Expression of human decay-accelerating factor in porcine endothelial cells inhibits complement-mediated activation
Introduction In pig to primate discordant xenotransplantation, transgenic approaches of complement regulatory proteins (CRP) are feasible in controlling hyperacute rejection (HAR). Expression of human decay-accelerating factor (hDAF) render porcine endothelial cells (PEC) to resist the lysis of human complement. Activation of PEC by human complement plays a key role in HAR and acute vascular rejection (AVR). The objective of this study is to explore whether expression of hDAF on PEC can regulate human complement-mediated activation by evaluating expression of activation-related genes (IL-1α, E-selectin, and tissue factor) in transfected PEC treated with normal human serum (NHS).
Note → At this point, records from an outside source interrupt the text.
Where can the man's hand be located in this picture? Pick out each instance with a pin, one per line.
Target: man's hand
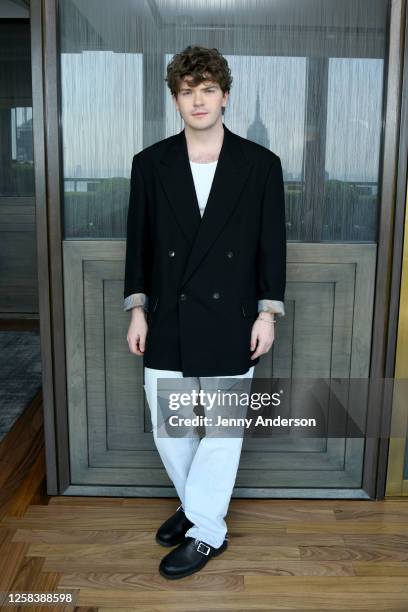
(137, 331)
(262, 335)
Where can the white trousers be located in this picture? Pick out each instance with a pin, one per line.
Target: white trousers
(204, 470)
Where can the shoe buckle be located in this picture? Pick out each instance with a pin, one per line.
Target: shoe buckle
(207, 552)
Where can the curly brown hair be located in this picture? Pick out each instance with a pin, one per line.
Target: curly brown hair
(200, 64)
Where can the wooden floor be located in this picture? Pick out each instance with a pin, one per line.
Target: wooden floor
(283, 554)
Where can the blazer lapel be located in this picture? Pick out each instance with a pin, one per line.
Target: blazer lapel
(231, 173)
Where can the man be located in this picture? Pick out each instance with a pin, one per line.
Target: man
(206, 260)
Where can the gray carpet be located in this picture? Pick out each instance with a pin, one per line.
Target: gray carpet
(20, 374)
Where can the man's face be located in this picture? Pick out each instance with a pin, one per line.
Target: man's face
(200, 106)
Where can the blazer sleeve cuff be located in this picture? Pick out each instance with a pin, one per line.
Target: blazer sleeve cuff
(134, 300)
(272, 306)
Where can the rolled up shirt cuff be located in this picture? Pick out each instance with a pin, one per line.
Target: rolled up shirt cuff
(135, 300)
(272, 306)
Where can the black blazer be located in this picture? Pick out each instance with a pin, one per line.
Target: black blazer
(204, 276)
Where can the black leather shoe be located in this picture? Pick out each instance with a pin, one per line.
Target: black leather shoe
(173, 530)
(188, 557)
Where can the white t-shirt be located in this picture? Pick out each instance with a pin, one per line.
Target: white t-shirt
(203, 175)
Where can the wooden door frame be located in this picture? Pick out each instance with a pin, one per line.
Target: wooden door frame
(49, 202)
Materials and methods Human DAF cDNA and elongation factor-1α (EF-1α) promoter were cloned from placenta and genomic DNA, respectively. We constructed pEFD mammalian expression plasmid. Transfection was performed by electroporation and neomycin-resistant clones were selected with G418.
Results Three stable expression clones were confirmed by Northern blot and immunofluorescence. They were treated with NHS to investigate the potential of anti-cytotoxicity, anti-coagulation and regulation of PEC activation. Our results showed that dead cell count (DCC) and lactate dehydrogenase (LDH) release of transfected PEC are less than that of the control (P < 0.01). Clotting time of the transfected PEC clones is prolonged significantly (P < 0.01). Expression of IL-1α, E-selectin, and tissue factor genes were analyzed in control and transfected PEC treated with NHS by detecting mRNA transcription. Our results showed that the expression of activation-related genes was down-regulated efficiently in transfected PEC as compared with control.
Conclusions Our results indicate that expression of hDAF in PEC can resist the cytotoxicity of human complement and possess anti-coagulant activity, and inhibit human complement-mediated activation.